Neonatal testicular tumors and intrauterine testicular torsions are very rare. The presented case is the first describing intrauterine torsion of a descended testis with a teratomatous tumor. Immediately after birth, right hemiscrotal swelling was seen in a preterm male newborn. Surgical intervention showed extravaginal testicular torsion and a highly differentiated testicular teratoma with haemorrhagic infarction. The testis was removed (orchiectomy). Over a period of twelve months no signs of tumor recurrence were found. While being extremely rare, testicular tumors should be included in the differential diagnosis of neonatal scrotal swelling.
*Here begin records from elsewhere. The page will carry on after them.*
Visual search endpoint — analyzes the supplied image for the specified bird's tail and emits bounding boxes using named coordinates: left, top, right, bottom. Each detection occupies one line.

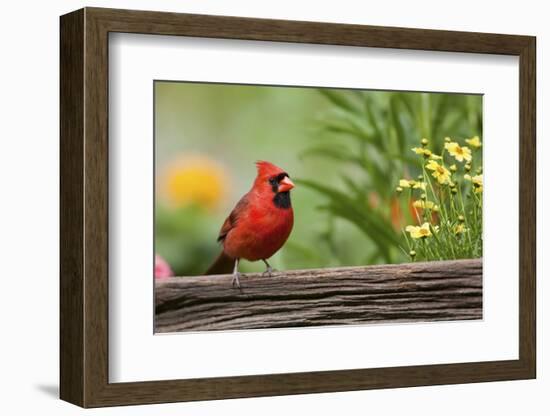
left=204, top=250, right=235, bottom=274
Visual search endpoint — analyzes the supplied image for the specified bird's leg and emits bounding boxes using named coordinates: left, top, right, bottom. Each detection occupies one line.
left=231, top=259, right=241, bottom=289
left=262, top=259, right=275, bottom=277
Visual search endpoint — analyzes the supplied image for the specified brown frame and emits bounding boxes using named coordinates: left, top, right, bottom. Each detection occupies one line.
left=60, top=8, right=536, bottom=407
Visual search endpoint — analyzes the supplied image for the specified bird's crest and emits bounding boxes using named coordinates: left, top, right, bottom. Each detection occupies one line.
left=256, top=160, right=284, bottom=177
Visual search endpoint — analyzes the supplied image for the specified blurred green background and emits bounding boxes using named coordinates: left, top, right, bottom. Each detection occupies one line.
left=155, top=81, right=482, bottom=276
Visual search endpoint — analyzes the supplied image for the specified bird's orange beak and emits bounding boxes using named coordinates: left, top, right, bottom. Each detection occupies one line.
left=278, top=176, right=294, bottom=192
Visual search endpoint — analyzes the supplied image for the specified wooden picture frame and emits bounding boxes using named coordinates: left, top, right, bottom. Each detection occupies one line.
left=60, top=8, right=536, bottom=407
The synergistic occurrence of intrauterine testicular torsion and neoplasia of this testis has so far only been described in two newborns with undescended testes; in both cases, a teratoma was found on abdominal testes.1, 2
The presented case report is the first description of an intrauterine torsion of a descended testis associated with a teratomatous tumor. Clinical and paraclinical findings, diagnostic imaging and therapeutic approach are considered and discussed.
A boy weighing 3890 g was delivered by caesarean section after 36 weeks gestation. The 31-year-old Vietnamese mother had a pregnancy complicated by insulin-dependent gestational diabetes and recurring pyelonephritis. The newborn's Apgar score was 9/8/9 after 1, 5 and 10 minutes. Postpartum the baby showed signs of neonatal pneumonia with pronounced cyanosis, respiratory acidosis, oxygen requirement. Antibiotic therapy with cefotaxim, ampicillin, and erythromycin was initiated.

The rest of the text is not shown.